Notas desde un manicomio no es un alegato contra el manicomio. Ya pasó el tiempo de los alegatos, de las denuncias, de la resistencia, pasiva o activa. Tiempos heroicos de la antipsiquiatría. «Los locos a la calle.» «Todos estamos locos.» Al final fue el sacrosanto método científico el que se llevó el gato al agua. Y el método científico tiene poderosos aliados. La autora no pretende concienciar a nadie sobre la situación de los locos, sobre las injusticias y malentendidos de que fueron, y todavía hoy son, víctimas. Christine Lavant se limita a describir su experiencia, una experiencia a la vez onírica, una experiencia mística, sin necesidad de recurrir a la ficción, sin necesidad de recurrir a la imaginación. «La imaginación es, desde luego, preciosa, pero la mayoría de las veces la verdad es más importante.» Y escribe.

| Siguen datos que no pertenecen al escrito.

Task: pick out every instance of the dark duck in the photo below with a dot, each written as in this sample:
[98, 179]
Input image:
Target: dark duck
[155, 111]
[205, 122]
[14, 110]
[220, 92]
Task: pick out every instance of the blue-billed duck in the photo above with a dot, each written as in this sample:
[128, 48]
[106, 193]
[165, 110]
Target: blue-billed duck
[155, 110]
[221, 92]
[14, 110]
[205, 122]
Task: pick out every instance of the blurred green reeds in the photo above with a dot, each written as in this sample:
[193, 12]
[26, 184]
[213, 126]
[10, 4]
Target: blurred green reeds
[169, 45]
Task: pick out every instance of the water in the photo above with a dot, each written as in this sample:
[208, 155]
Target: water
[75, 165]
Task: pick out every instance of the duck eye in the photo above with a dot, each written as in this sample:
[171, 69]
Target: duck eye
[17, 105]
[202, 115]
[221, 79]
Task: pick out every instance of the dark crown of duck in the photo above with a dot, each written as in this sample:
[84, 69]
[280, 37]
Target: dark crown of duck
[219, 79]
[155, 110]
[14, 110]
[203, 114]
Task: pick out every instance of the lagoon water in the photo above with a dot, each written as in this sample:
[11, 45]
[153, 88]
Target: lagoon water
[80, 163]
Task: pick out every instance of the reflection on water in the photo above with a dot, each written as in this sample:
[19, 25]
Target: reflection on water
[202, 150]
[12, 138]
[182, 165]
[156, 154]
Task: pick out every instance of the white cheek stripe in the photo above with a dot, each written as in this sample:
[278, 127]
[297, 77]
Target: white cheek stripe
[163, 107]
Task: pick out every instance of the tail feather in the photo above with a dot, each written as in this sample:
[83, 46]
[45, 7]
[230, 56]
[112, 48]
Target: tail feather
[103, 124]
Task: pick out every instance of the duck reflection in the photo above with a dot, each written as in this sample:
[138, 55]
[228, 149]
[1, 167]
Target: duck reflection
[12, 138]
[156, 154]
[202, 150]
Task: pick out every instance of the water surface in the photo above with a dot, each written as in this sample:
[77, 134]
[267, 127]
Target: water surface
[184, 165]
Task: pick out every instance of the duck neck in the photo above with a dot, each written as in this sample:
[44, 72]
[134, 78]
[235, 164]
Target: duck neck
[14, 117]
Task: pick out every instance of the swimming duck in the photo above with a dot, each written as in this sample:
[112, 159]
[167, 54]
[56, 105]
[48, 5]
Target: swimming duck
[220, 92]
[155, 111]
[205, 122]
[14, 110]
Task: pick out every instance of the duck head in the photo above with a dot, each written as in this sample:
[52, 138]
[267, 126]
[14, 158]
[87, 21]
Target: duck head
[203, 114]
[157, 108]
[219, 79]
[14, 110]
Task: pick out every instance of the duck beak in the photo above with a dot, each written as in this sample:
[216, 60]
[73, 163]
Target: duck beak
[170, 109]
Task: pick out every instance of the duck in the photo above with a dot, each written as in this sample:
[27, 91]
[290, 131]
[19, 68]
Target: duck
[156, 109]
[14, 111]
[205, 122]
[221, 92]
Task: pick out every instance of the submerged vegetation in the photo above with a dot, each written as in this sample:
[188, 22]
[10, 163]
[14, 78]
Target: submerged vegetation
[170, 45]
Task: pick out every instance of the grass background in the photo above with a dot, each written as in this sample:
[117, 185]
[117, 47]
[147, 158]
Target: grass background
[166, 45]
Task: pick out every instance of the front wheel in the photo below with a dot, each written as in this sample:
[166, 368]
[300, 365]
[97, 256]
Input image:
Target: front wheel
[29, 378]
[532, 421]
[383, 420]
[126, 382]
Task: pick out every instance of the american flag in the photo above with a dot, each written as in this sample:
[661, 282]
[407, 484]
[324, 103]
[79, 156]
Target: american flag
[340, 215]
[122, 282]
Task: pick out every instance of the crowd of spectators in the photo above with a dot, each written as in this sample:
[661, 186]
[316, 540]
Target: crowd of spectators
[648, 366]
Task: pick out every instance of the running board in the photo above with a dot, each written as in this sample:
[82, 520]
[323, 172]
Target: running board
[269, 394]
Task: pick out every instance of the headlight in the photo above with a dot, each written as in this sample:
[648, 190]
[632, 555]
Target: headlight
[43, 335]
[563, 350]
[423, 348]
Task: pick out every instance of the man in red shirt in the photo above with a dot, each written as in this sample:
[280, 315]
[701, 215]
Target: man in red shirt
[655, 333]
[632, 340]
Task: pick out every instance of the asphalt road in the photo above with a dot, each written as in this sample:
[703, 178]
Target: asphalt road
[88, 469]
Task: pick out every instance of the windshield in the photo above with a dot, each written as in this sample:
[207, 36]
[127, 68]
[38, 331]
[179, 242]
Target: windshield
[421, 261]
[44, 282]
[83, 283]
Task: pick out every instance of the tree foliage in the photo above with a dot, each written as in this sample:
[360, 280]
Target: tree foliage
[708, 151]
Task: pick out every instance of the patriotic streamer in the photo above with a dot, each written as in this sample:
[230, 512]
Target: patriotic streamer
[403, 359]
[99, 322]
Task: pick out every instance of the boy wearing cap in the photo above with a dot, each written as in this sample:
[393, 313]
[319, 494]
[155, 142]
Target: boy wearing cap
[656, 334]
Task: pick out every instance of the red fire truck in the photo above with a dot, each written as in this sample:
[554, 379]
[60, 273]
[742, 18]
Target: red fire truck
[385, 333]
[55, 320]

Escribe a escondidas, consciente de estar haciendo algo ilícito. Escribe sobre las mujeres internas. Escribe sobre su desesperanzada esperanza. Escribe sobre el miedo a ser descubierta. A haberse vuelto loca sin haberse dado cuenta, «poco a poco voy llegando al convencimiento de que no estoy en mis cabales». Escribe para nosotros, para sus lectores futuros, con una prosa nítida, unas imágenes fulgurantes, unas frases sencillas, rotundas, inapelables. Escribe con temor y con temblor. Pero esta vez no escribe poesías. Escribe, por ejemplo: «la pobreza es una maestra excepcional en todas las materias, ¿por qué no también en el amor?» Escribe también: «La vida no es importante, sólo lo es la plenitud.»

En cierto modo el médico tenía razón. «Todos tienen algo de razón cuando se refieren a un amor desdichado, pues, ¿qué amor es más desgraciado que ese que nunca se requirió y nunca se probó?» Nunca olvidamos lo que no fue y pudo ser, como no olvidamos al que no fuimos y pudimos ser. La memoria nos acusa, y hay libros que nos duelen. Pero no por eso podemos dejar de leerlos. Es inútil esconderse. Eso sí, conviene no leerlos de un tirón. Mejor a sorbos, mejor a pequeños sorbos, como una medicina que cura a pequeñas dosis pero es letal si te la tomas toda de golpe. Libros en los que leemos frases tan difíciles de asumir como esta: «En realidad somos capaces de todo menos de reunir un grano de auténtico amor.» O como esta otra: «No amamos, bailamos como mariposas alrededor de la luz artificial.» Es inútil esconderse.